Vulnerability scanners like TwistLock and the one from GCP Container Registry report the following CVEs:

• https://nvd.nist.gov/vuln/detail/CVE-2022-23635
• https://nvd.nist.gov/vuln/detail/CVE-2021-39155
• https://nvd.nist.gov/vuln/detail/CVE-2019-14993
• https://nvd.nist.gov/vuln/detail/CVE-2022-31045
• https://nvd.nist.gov/vuln/detail/CVE-2021-39156

These scanners seem to be comparing against the version 0.0.0 because this is what is listed in go.mod. In reality, the SHA 50e191c183e2 is associated with version 1.17:

$ git clone https://github.com/istio/istio.git
$ cd istio
$ git log 50e191c183e2
commit 50e191c183e29b61ee1be034760e173e27e5f8fd (origin/release-1.17)
Author: Istio Automation <istio-testing-bot@google.com>
Date:   Mon Nov 27 08:59:33 2023 -0800

    Automator: update proxy@release-1.17 in istio/istio@release-1.17 (#47981)

commit aea0144e18b42decd8670499ebd569da8845275e
Author: Istio Automation <istio-testing-bot@google.com>
Date:   Wed Nov 22 11:53:24 2023 -0800

    Update BASE_VERSION to 1.17-2023-11-22T19-02-41 (#48004)

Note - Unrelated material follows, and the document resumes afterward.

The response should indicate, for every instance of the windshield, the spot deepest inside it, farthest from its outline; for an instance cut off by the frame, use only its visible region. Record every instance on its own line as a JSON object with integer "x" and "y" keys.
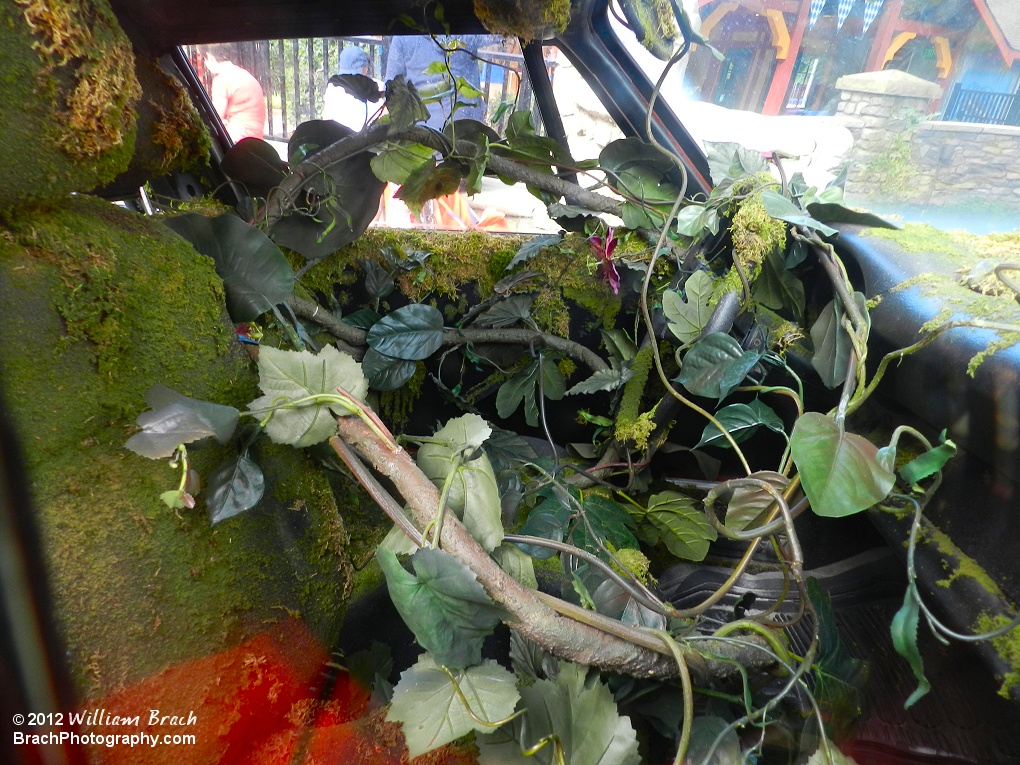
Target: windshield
{"x": 916, "y": 99}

A member of the GCP Container Registry scanner team did some investigation and explained the following:

1. Go module versions are resolved by using repository tags for each version, so e.g. github.com/gorilla/mux v1.8.0 resolves to the tagged release at https://github.com/gorilla/mux/tree/v1.8.0.
2. If you look at the Go module reference (https://go.dev/ref/mod#versions), you will see that the versioning syntax for Go packages is vX.Y.Z[-optional-suffix].
3. Now, if you look at the source repo for istio.io/istio at https://github.com/istio/istio, you will see that they are tagged in the format X.Y.Z (missing the prefix v).
   • This means that the Go toolchain will not recognize it as an actual version and treats the entire module as if it's in a pre-release state (see https://go.dev/doc/modules/version-numbers#in-development), which is how you get the automatically generated v0.0.0-[timestamp]-[commit hash] versions in your go.mod file.
4. This isn't necessarily an issue in and of itself if the module is truly in a pre-release state, but it seems the issue is that vulnerabilities are being reporting on Github based on the "real" version numbers (e.g. < 1.11.7 in GHSA-856q-xv3c-7f2f) rather than the pre-release version numbers that are being used by the Go toolchain.

They suggested the two following solutions:

• istio.io/istio needs to fix their version tags so that they are recognized by the Go toolchain properly
• OR they need to report vulnerabilities to the Github Advisory DB using the pre-release versioning scheme

Ask

Are either of these two solutions feasible? Is there a reason why the v prefix is not currently being used?

Personally, I think adding the v prefix makes more sense since it would allow proper recognition by the Go toolchain.

Version

All

Additional Information

I found #14770 which includes a doc mentioning the versioning would include vX.Y.Z (notice v prefix) but the tags don't seem to be using this--only the "Main development work on the master branch" section does not use a v prefix.